Combining the dash of mid-century haute couture with the comfort of modern workwear or athletic clothes is not a new thing. Raf Simons did it at Jil Sander. The great fashion alchemist Yohji Yamamoto has been doing it for years. And Dries Van Noten has played with these influences before, in 2008. But now again in Van Noten’s hands, the effect felt just right — stunningly right.
This was one of the year’s best spring collections, and it left the audience with smiles on our faces. Van Noten’s intentions were clear from the first outfit: loose white cargo pants with a matching duster and a T-shirt splashed with featherlike sequins in vivid canary yellow. The saturated hues of orange, yellow, and Yves Klein blue, combined with black and white (and loads of navy), were a nod to contemporary art, the plastic “feathers” to couture’s traditions. But it was Van Noten’s lightness with couture’s grand gestures — the side drape of a skirt, a peplum, a lavish bow — that impressed. He never let the shapes or the attitude of the collection go too far from Earth.
As the designer, with a sweater tied loosely over his white shirt, said backstage yesterday, “What’s more beautiful than workwear?” And he added, “I don’t want to make couture. I want to make clothes.”
Van Noten is a master of trousers, and this show included wide-leg painter styles as well as boiler suits in dark cotton that could be worn conventionally or dropped to the waist and gathered, and paired with a white sequined undershirt for a more relaxed evening look. Van Noten said he and his team were mainly interested in imparting a sense of attitude — “the way that you dress, the way that you gesture, the way that you stand.” Which is probably why the show never felt nostalgic.
Also striking was the fact that Van Noten sustained your interest. It didn’t sag in the middle. There were gorgeous side-draped skirts in prints that lightly evoked a summery sarong; sleeveless blouses in crisp cotton that were sharpened up with shoulder pads; very cool ponchos and anoraks; a chic sleeveless coat over trousers.

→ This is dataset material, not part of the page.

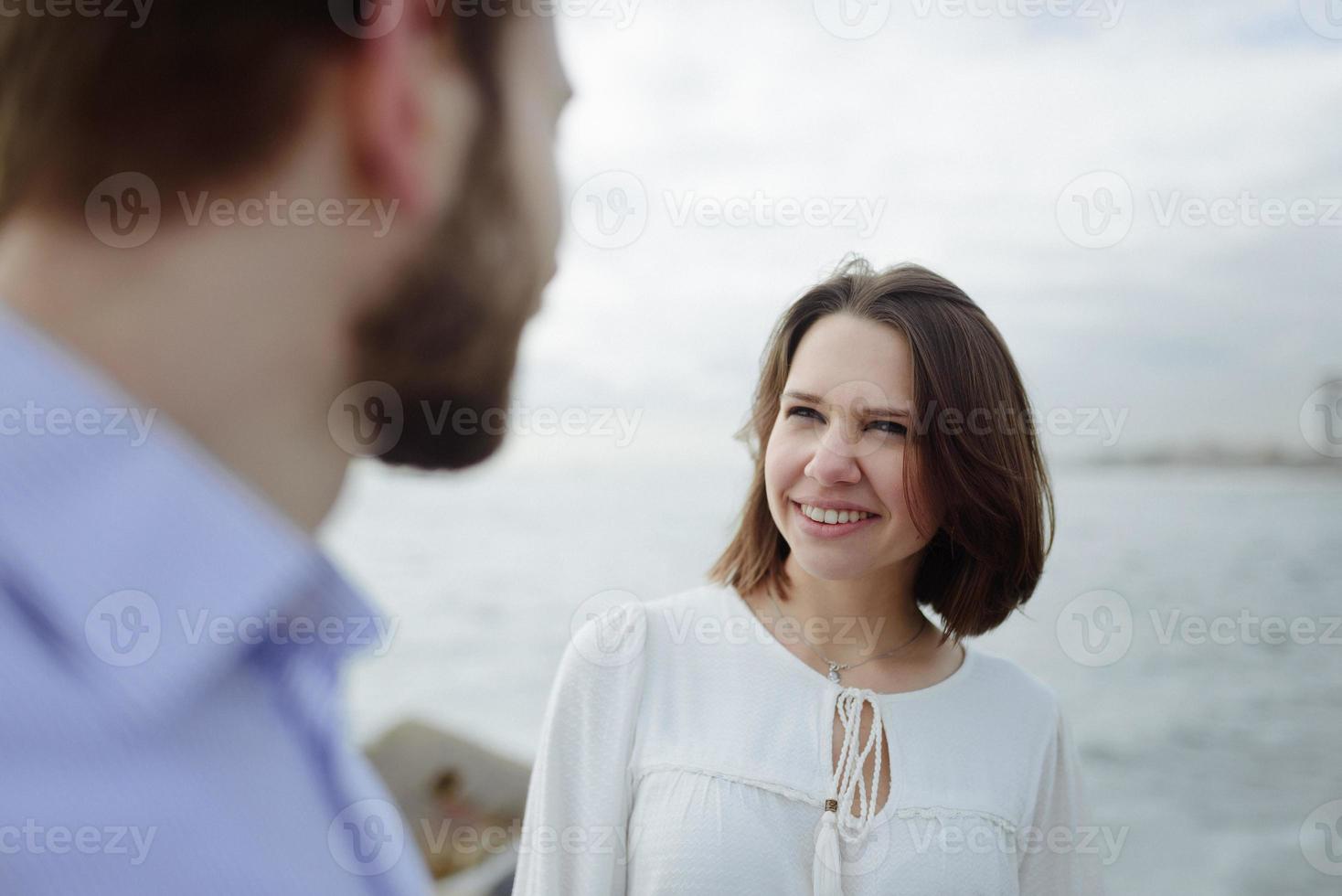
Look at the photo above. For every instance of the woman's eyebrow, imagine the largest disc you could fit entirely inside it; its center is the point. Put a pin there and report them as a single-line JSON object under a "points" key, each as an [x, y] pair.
{"points": [[869, 412]]}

But then Van Noten sent out a one-shoulder khaki tunic over a white T-shirt and black pants (a simple idea, but so fresh), followed by the boiler suit gathered peplum-style, over stark white sequins, and then a sheath with a burst of orange feathers at the hem, and then a beautiful — but sporty — evening dress in a papery black taffeta draped to one side and finished with a fat bow.

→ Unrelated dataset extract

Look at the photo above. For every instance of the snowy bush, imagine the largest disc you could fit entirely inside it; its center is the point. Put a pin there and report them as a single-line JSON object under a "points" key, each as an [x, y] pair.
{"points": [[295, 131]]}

We were up to Look No. 53, and Van Noten, who recently sold a majority stake in his company to Puig, the Spanish fashion and beauty group, was still having fun.

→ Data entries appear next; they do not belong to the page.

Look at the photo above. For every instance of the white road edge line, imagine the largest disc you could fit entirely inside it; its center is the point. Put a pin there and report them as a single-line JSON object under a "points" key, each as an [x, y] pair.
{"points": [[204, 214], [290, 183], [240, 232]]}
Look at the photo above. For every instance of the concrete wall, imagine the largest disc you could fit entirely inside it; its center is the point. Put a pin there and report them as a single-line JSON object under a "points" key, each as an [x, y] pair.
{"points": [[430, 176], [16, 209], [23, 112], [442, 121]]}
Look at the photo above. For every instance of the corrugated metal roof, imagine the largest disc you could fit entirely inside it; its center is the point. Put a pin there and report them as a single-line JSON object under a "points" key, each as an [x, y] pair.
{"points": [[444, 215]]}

The newcomer Marine Serre also had a strong show, her second since winning the LVMH Prize. She continued with draped scarf prints and her signature crescent moon pattern, mostly used for body suits. The best looks were a minimally draped dress in white cotton jersey and a boiler suit, both inspired by Formula One, and some one-off finale pieces made from upcycled things like blankets and army field jackets. I wish, though, Serre had concentrated a little more on her shapes and construction in order to create memorable fashion — a problem she didn’t have last season.